- Written: 2010
- Text: by Peter Gerloff
- Language: German
- Composed: 1529
- Published: 2013

= Ein Bote kommt, der Heil verheißt =

Contemporary Christian hymn

"Ein Bote kommt, der Heil verheißt" (A messenger comes to announce salvation) is a Christian hymn with text Peter Gerloff, written in 2010 to match a 1529 well-known melody from Wittenberg. The Marian song that deals with the Annunciation was included in the Catholic hymnal Gotteslob in 2013.

== History ==
The text od "Ein Bote kommt, der Heil verheißt" was written by Peter Gerloff in 2010 for the topic of the Annunciation of Gabriel to Mary, as narrated in the Gospel of Luke. The scene is depicted in many works of art. In a poem by Rainer Maria Rilke both tha angel as the girl are frightened.

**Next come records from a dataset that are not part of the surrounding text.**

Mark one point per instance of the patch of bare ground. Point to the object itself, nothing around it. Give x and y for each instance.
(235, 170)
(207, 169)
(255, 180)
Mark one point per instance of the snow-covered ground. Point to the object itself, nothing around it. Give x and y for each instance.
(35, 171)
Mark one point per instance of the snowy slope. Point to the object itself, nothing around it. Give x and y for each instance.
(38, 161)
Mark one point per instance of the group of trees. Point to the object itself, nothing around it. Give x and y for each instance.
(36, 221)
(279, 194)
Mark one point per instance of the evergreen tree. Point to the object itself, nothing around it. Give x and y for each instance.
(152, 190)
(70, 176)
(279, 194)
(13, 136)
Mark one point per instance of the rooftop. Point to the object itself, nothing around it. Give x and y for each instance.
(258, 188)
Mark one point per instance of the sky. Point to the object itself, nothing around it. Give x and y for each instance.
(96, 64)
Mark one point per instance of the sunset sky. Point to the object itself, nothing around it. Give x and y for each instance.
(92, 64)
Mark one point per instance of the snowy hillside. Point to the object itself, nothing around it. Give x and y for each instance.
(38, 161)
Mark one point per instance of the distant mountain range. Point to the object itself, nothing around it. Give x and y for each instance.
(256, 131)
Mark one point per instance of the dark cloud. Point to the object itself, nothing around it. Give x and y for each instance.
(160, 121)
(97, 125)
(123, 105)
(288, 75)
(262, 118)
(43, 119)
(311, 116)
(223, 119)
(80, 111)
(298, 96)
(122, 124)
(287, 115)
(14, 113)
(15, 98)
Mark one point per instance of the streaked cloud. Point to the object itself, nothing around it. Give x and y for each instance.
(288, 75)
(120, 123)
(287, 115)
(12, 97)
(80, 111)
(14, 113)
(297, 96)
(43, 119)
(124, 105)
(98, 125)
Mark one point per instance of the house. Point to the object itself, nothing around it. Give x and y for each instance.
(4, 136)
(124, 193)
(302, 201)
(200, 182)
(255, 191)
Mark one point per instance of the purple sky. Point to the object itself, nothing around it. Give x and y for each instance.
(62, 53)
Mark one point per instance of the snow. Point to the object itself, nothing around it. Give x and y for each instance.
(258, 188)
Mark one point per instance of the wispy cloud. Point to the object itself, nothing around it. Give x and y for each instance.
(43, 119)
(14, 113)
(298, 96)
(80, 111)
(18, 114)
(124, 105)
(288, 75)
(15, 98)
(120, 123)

The song has three stanzas of seven lines each in a bar form. It is sung to the tune of Luther's "Lobpreiset all zu dieser Zeit", published in 1529 in Wittenberg. This melody is also sung with other songs for Advent and Christmas including the melody of "Ich steh an deiner Krippen hier" that Bach used as a chorale in Part 59 of his Christmas Oratorio. The song was included in the German Catholic hymnal Gotteslob in 2013 as GL 528, in the section Maria. It is used as an Advent song.